# Galois Extension

• May 29th 2008, 04:10 PM
heathrowjohnny
Galois Extension
Let $\displaystyle L/K$ be a finite Galois extension, with Galois group $\displaystyle G$. For $\displaystyle x \in L$ set $\displaystyle \mathcal{N} x := \prod_{\sigma \in G} (\sigma x)$.
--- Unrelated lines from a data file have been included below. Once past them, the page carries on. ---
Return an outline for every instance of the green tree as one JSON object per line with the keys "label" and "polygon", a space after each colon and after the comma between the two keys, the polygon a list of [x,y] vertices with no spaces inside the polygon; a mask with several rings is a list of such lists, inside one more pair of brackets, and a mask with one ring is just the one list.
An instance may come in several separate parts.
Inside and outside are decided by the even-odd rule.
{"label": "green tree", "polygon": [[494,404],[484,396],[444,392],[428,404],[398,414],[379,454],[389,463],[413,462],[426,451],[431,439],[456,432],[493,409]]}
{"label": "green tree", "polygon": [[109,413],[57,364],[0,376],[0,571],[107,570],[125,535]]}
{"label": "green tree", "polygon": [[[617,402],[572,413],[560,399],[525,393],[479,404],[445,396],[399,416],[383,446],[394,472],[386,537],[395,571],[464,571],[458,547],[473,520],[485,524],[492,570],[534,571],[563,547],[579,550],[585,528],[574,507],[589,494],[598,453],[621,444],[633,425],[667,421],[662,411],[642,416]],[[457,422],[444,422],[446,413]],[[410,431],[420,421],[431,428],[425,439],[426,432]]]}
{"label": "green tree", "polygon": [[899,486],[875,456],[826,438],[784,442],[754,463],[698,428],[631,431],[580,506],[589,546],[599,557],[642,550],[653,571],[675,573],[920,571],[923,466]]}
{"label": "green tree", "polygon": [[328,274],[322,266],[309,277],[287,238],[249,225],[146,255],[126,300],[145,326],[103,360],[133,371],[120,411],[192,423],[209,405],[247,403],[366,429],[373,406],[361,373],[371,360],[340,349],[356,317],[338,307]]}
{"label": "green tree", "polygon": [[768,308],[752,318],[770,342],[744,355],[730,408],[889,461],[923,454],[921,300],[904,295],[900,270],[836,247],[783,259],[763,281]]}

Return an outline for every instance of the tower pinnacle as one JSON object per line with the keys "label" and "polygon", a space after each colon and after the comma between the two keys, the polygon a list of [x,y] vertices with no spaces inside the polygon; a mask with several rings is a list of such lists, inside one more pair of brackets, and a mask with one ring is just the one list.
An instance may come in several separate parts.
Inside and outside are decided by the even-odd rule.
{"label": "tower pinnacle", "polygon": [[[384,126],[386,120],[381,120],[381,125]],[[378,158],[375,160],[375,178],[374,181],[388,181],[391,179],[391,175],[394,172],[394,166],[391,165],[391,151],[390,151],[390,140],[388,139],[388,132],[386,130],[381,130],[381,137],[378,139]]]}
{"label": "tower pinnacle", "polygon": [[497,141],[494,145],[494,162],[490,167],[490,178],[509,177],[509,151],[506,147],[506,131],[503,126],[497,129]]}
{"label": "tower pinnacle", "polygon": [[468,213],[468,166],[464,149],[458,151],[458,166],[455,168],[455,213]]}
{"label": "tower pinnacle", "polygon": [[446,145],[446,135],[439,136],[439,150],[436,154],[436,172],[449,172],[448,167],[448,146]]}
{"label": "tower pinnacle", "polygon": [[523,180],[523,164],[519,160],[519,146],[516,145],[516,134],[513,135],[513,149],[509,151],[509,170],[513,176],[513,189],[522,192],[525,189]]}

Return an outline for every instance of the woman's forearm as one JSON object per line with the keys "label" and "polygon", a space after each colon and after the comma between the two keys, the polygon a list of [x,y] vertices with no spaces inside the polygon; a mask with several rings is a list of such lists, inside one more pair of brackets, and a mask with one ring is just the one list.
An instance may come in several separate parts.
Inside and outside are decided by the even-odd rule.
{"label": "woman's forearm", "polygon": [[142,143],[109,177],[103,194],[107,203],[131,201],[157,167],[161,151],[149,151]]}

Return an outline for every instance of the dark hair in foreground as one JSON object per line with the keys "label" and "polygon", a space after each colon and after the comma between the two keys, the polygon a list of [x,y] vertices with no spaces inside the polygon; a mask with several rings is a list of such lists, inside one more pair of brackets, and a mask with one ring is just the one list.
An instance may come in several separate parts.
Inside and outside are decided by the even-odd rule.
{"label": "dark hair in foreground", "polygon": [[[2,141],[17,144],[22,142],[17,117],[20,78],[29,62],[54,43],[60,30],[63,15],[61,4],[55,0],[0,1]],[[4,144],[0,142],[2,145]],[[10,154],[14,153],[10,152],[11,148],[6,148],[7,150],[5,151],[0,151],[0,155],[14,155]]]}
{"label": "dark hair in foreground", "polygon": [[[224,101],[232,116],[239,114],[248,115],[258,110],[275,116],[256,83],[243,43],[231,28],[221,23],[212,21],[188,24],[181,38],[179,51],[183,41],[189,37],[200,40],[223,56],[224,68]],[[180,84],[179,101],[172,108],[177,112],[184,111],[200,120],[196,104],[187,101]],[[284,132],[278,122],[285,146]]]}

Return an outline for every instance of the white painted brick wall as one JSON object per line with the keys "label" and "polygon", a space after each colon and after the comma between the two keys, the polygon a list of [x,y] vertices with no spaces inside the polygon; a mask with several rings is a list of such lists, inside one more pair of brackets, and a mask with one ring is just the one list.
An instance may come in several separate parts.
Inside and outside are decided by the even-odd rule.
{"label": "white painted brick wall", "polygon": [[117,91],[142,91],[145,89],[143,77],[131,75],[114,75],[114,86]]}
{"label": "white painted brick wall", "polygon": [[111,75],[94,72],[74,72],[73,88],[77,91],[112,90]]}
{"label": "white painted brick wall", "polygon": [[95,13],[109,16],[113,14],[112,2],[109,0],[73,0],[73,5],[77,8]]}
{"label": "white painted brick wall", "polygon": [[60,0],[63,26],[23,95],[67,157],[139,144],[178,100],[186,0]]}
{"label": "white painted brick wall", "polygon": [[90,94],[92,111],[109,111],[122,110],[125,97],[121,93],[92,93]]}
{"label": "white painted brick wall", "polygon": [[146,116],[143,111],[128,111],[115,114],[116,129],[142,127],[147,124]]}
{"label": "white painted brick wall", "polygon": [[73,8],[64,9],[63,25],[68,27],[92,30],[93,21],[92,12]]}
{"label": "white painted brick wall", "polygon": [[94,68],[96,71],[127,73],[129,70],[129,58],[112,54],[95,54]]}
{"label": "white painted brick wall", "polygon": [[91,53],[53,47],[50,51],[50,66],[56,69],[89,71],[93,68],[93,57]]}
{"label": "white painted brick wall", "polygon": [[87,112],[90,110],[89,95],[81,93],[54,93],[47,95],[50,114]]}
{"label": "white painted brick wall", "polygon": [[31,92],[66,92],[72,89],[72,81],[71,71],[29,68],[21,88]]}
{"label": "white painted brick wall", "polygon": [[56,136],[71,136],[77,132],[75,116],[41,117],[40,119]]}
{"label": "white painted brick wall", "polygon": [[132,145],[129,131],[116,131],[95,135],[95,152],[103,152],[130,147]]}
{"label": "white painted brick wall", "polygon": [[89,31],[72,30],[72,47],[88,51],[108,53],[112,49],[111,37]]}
(a) Show $\displaystyle \mathcal{N} x \in K$.
(b) If $\displaystyle L$ is a finite field, show that $\displaystyle \mathcal{N}$ is the map $\displaystyle x \mapsto x^i$, where $\displaystyle i = (L^{*} : K^{*})$.
• May 29th 2008, 04:21 PM
ThePerfectHacker
For (a) show that $\displaystyle N(x)$ is fixed for all $\displaystyle \sigma \in G$* which means $\displaystyle N(x) \in L^G$ but $\displaystyle L^G = F$ because it is Galois.

For (b) since $\displaystyle |L| < \infty$ it means $\displaystyle \text{Gal}(L/F) = \left< \theta \right>$ where $\displaystyle \theta$ is the Frobenius automorphism, this is enough to prove this result.

*)This is because if $\displaystyle G$ is a group with elements $\displaystyle \{ a_1,...,a_n\}$ then $\displaystyle \{ \sigma a_1,...,\sigma a_n\}$ is a permutation.